Highest performance way to fork/spawn many node.js processes from parent process

Asked 26/11, 2016 at 9:16 Answered 26/11, 2016 at 9:41

I am using Node.js to spawn upwards of 100 child processes, maybe even 1000. What concerns me is that the parent process could become some sort of bottleneck if all the stdout/stderr of the child processes has to go through the parent process in order to get logged somewhere.

So my assumption is that in order to achieve highest performance/throughput, we should ignore stdout/stderr in the parent process, like so:

const cp = require('child_process');

items.forEach(function(exec){

   const n = cp.spawn('node', [exec], {
      stdio: ['ignore','ignore','ignore','ipc']
   });

});

My question is, how much of a performance penalty is it to use pipe in this manner:

// (100+ items to iterate over)

items.forEach(function(exec){

   const n = cp.spawn('node', [exec], {
      stdio: ['ignore','pipe','pipe','ipc']
   });

});

such that stdout and stderr are piped to the parent process? I assume the performance penalty could be drastic, especially if we handle stdout/stderr in the parent process like so:

     // (100+ items to iterate over)

    items.forEach(function(exec){

       const n = cp.spawn('node', [exec], {
          stdio: ['ignore','pipe','pipe','ipc']
       });

       n.stdout.setEncoding('utf8');
       n.stderr.setEncoding('utf8');

        n.stdout.on('data', function(d){
          // do something with the data
        });

        n.stderr.on('data', function(d){
          // do something with the data
        });

    });

I am assuming

I assume if we use 'ignore' for stdout and stderr in the parent process, that this is more performant than piping stdout/stderr to parent process.
I assume if we choose a file to stream stdout/stderr to like so

stdio: ['ignore', fs.openSync('/some/file.log'), fs.openSync('/some/file.log'),'ipc']
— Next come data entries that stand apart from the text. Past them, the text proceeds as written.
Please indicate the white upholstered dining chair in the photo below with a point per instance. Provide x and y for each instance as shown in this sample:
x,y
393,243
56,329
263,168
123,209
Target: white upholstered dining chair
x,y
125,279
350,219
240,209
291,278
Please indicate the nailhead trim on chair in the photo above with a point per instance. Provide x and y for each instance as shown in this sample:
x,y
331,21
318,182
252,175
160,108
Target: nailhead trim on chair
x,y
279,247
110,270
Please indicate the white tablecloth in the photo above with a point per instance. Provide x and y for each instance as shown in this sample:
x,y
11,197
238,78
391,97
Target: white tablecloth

that this is almost as performant as using 'ignore' for stdout/stderr (which should send stdout/stderr to /dev/null)

Are these assumptions correct or not? With regard to stdout/stderr, how can I achieve highest performance, if I want to log the stdout/stderr somewhere (not to /dev/null)?
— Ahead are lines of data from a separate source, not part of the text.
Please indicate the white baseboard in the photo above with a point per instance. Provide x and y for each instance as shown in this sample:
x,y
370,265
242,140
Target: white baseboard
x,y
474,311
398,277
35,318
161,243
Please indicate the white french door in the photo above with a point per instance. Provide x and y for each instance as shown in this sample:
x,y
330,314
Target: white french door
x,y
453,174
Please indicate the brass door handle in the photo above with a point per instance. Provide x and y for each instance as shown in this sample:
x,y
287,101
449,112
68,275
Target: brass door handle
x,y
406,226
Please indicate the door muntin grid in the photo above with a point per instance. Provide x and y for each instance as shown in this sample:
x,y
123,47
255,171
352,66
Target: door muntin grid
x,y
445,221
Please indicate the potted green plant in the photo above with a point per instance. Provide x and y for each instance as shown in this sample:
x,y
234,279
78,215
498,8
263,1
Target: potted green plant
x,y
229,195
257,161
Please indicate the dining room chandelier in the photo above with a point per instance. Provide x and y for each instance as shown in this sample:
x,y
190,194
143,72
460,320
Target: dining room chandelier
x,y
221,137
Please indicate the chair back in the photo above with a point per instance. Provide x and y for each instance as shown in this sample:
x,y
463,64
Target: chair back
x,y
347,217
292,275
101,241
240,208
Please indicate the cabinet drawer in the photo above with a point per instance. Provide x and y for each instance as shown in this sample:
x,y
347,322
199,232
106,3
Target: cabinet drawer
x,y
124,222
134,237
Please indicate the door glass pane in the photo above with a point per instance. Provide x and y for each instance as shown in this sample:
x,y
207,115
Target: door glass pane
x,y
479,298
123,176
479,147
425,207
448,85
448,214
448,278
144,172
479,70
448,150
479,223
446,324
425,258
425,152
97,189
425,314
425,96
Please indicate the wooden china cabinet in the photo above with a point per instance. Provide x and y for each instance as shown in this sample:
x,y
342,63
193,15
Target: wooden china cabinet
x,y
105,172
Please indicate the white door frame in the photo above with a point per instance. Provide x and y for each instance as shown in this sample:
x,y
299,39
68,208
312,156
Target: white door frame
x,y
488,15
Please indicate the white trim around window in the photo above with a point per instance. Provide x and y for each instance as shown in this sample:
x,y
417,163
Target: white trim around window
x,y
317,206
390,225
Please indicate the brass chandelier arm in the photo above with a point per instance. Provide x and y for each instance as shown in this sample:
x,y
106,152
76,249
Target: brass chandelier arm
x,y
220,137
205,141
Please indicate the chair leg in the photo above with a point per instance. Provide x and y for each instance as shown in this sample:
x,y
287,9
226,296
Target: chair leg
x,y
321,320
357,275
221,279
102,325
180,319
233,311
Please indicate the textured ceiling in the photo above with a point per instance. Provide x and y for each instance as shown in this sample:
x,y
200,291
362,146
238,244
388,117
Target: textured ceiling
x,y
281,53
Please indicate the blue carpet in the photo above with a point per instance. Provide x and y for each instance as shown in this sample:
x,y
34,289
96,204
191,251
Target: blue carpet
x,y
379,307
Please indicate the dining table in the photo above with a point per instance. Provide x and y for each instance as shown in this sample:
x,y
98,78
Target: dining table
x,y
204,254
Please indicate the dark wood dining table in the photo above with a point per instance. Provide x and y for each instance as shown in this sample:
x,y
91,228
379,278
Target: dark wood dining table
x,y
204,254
Note: This is for a library so the amount of stdout/stderr could vary quite a bit. Also, most likely will rarely fork more processes than there are cores, at most running about 15 processes simultaneously.

Insipience answered 26/11, 2016 at 9:16 Comment(13)

If the source comes into question, part of the answers are here: github.com/nodejs/node/blob/master/lib/child_process.js – Insipience 26/11, 2016 at 10:25

and here: github.com/nodejs/node/blob/master/lib/internal/… – Insipience 26/11, 2016 at 10:29

What does your library do that requires forking that many child processes? – Complicate 26/11, 2016 at 12:21

Testing library, similar to Node.js' AVA. All the child-processes have to run on one machine, for the moment. I don't expect to utilize multiple machines, anytime soon. – Insipience 26/11, 2016 at 19:53

Each test runs in a separate process for speed/isolation – Insipience 26/11, 2016 at 19:55

Have you considered limiting the number of child processes to (at most) the number of cores? Starting 100's of processes running tests will most likely pose a CPU bottleneck, not an I/O one. – Complicate 26/11, 2016 at 19:58

yep, that's what I do, I give the user the choice of choosing --concurrency but by default it's basically the number cores. So maybe the parent won't be such a bottleneck in this case. – Insipience 26/11, 2016 at 20:0

I wonder if you're not focussing on an issue (optimizing I/O in case the user opts for a high concurrency) that becomes moot when the number of cores is too low to keep up with all the started processes to begin with. I assume that each test process is pretty active, requiring a fair amount of CPU time. – Complicate 26/11, 2016 at 20:4

Well how would you suggest I optimize I/O in the case the user chooses to run a lot of processes in parallel? (>> the number of cores). Are you talking about stdout/stderr? That's ultimately what this question is about. – Insipience 26/11, 2016 at 20:23

What I'm trying to say is that optimizing I/O in the case of 100's of processes probably won't do any good, as the bottleneck in that case is that there just aren't enough CPU cores to run all those processes concurrently. Considering that Node itself can handle 100's or 1000's of network connections just fine, I doubt that handling that many file descriptors will be an actual issue. It's the sheer number of processes that will be. – Complicate 26/11, 2016 at 20:29

I see what you're saying - btw I personally have been wondering how CPU intensive piping stdout/stderr is, for a long time. There must be some basic benchmark, one "unit" of stdout or stderr being piped from once process to another or to a file, how many CPU cycles. – Insipience 26/11, 2016 at 20:33

Without having checked it, my guess would be that they won't be very CPU intensive at all. Passing data from file descriptor to file descriptor in modern OS'es is heavily optimized, and stdout/stderr aren't very special in that regard. – Complicate 26/11, 2016 at 20:40

Ok, so basically my takeaway from this thread is that since I most like won't be running much more than 15 processes at a time, that piping stdout/stderr to parent process will really not be that big of a deal, and I definitely don't expect there to be that much stdout/stderr, ever – Insipience 26/11, 2016 at 21:14

You have the following options:

you can have the child process completely ignore stdout/stderr, and do logging on its own by any other means (log a to a file, syslog...)
if you're logging the output of your parent process, you can set stdout/stderr to process.stdout and process.stderr respectively. This means the output of the child will be the same as the main process. Nothing will flow through the main process
you can set file descriptors directly. This means the output of the child process will go to the given files, without going through the parent process
however, if you don't have any control over the child processes AND you need to somehow do something to the logs (filter them, prefix them with the associated child process, etc.), then you probably need to go through the parent process.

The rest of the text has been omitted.